グレムと再びあの汚い親父のいる小屋に入ったら、親父は怪しいくらいの笑顔で出迎えてくれた。

「へい旦那。馬の用意はできてるぞですはい。貧乏兵士のオメェに勿体ない雇い主だな。
旦那、こんな小僧じゃなくワシを雇った方がいいと思うぞですはい」

「いや、大丈夫ですはい。
グレムに案内して貰うんで、だから親父さんは馬だけを用意してくれれば大丈夫ですはい」

「ククク、おっさん。親父の変な言葉使いが移ってるぜ」

「うるさいぞ小僧!旦那、じゃあワシに付いてこいですはい」


グレムに喋りに対して指摘を受けた事で、自分が親父さんと同じ語尾になっていた事に気が付いた。

「ほら、グレム。

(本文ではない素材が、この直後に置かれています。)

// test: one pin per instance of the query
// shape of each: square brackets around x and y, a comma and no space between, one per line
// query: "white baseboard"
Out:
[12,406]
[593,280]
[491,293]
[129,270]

良いから親父さんに付いて行くよ」
「おっさん、顔が赤くなってるぜ」


グレムはまだ俺を茶化して笑っている。
そんなグレムをもう無視して外に出て親父さんに付いて行くと、ピーちゃんの大穴がある方向に歩きだした。

俺は嫌な予感がして俺の後ろを歩くグレムにコソッと親父さんは俺を嵌めて、更に金を奪おうとしているんじゃないかと聞いた。

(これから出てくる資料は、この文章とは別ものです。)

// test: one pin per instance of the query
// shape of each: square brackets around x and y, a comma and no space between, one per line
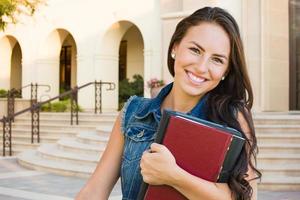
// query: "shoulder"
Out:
[133,105]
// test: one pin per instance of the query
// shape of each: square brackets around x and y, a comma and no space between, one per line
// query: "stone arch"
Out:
[107,55]
[59,44]
[10,63]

「おっさん、あの親父は見た目と口は悪いけど、商売に関しては信用できるんだぜ」

「そうか、なら良いけど。俺は一応警戒しておくからな。ロップにアッシュ起きてるか?
一応、お前達も警戒していてくれ」


【はーい。主様】
【んー、まだ眠いけど主様分かった】


一応警戒をしたまま親父さんに付いて行くと、案の定ピーちゃんのいる大穴に辿り着き、大穴の前には屈強な男達が四人並んでいたが、馬も同数の馬がいた。どういう事だと頭が?になったが、それは直ぐに分かった。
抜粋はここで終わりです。